On the other hand, the recently discovered effects of NPs on metabolism and energy expenditure raise the possibility that NP deficiency may directly contribute to the development and worsening of obesity and dysmetabolism. Indeed, in obese and insulin-resistant subjects, reduced ANP and BNP levels and upregulation of the clearance NPR-C in the adipose tissue may hamper the ability of the local NP system to enhance lipolysis and energy expenditure (5). In keeping with this hypothesis, targeted deletion of the NPR-C gene in rodents results in a lean phenotype, transgenic BNP mice fed with a high-fat diet are protected from obesity and insulin resistance, and chronic BNP infusion improves the metabolic profile of db/db mice, including a reduction in fat content (32,40,50).

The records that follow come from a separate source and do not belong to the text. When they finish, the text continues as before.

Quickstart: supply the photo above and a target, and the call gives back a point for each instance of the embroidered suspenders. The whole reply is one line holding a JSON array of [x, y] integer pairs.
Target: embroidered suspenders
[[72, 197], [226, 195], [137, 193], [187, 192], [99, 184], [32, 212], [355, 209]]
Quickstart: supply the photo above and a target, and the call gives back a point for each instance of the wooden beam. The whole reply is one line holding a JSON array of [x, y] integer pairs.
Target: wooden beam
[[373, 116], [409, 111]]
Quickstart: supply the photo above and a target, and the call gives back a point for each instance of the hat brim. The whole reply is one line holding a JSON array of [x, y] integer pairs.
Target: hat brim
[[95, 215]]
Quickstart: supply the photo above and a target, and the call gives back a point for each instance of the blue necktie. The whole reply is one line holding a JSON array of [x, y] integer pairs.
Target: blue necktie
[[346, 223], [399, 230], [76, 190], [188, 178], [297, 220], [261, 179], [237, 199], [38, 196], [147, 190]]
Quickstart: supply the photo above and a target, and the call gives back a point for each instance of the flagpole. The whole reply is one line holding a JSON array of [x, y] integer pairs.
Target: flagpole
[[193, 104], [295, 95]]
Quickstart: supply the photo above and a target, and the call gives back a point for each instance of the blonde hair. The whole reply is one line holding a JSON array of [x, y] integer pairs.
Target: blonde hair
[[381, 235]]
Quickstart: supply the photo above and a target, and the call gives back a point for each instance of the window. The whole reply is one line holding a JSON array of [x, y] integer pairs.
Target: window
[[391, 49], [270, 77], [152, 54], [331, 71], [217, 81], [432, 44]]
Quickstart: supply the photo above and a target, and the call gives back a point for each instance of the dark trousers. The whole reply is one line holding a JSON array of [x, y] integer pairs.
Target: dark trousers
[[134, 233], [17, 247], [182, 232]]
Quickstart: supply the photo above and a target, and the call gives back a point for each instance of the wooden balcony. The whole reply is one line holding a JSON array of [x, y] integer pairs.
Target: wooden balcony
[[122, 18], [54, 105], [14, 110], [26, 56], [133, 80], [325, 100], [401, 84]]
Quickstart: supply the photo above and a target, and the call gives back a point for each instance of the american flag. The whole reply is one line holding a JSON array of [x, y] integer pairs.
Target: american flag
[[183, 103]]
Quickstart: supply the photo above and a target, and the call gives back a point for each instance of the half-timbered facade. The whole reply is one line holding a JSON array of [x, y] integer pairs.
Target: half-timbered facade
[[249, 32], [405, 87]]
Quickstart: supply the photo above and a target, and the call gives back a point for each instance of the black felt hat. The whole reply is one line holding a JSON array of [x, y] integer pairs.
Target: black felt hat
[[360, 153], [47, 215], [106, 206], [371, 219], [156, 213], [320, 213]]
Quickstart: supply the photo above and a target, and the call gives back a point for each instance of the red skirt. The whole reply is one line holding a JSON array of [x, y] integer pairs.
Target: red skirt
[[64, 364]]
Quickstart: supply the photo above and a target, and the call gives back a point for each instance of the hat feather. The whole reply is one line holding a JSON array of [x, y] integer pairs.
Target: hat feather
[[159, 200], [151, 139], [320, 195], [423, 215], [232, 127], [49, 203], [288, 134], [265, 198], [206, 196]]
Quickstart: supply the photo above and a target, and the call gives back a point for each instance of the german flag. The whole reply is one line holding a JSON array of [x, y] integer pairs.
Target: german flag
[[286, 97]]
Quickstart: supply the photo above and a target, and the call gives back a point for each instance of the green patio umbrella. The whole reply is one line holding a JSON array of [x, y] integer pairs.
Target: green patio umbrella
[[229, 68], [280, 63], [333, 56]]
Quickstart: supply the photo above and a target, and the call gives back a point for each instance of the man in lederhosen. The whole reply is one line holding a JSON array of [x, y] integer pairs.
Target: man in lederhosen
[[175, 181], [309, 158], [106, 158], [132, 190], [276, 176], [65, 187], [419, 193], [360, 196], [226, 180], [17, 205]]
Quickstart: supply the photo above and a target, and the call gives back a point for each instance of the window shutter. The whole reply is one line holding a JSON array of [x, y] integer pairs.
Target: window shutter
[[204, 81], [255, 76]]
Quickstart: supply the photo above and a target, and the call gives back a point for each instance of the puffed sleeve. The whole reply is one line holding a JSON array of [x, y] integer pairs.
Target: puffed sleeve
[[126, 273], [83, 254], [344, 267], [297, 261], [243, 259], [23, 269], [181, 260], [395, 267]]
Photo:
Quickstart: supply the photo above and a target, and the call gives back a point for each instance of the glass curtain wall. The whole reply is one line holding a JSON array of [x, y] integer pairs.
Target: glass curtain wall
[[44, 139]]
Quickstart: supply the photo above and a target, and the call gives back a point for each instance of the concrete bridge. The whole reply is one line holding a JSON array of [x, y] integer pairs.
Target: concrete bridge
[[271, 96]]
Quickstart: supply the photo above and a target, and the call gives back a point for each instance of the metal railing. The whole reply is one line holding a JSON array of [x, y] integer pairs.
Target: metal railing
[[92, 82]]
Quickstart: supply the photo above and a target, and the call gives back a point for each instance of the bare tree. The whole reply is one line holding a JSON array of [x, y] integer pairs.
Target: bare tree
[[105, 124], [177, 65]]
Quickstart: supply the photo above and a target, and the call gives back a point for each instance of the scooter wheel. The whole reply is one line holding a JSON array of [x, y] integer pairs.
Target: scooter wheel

Growing evidence of a role of NPs in obesity and insulin resistance raises the question of whether NP deficiency is implicated in the development of type 2 diabetes (T2D). Recently, two large and well-designed prospective studies have substantiated this hypothesis. In the Malmö Diet and Cancer Study (6), MR-ANP and NT-proBNP levels were measured in 1,828 nondiabetic individuals who subsequently underwent a 16-year follow-up exam, including an oral glucose tolerance test. Results showed that low MR-ANP plasma levels predict development of future diabetes. After full adjustment, the odds ratio for incident diabetes in the bottom compared with the top quartile of MR-ANP was 1.65 (95% CI 1.08–2.51), independent of confounders. An inverse, but not statistically significant, association was found between NT-proBNP and diabetes risk. In the same cohort, the variant rs5068 within the ANP gene, which results in enhanced plasma ANP levels, was associated with a 12% reduced adjusted-risk of incident diabetes (61). Furthermore, other studies have reported that the rs5068 variant is associated with lower BMI, waist circumference, and prevalence of obesity and MetS (62,63).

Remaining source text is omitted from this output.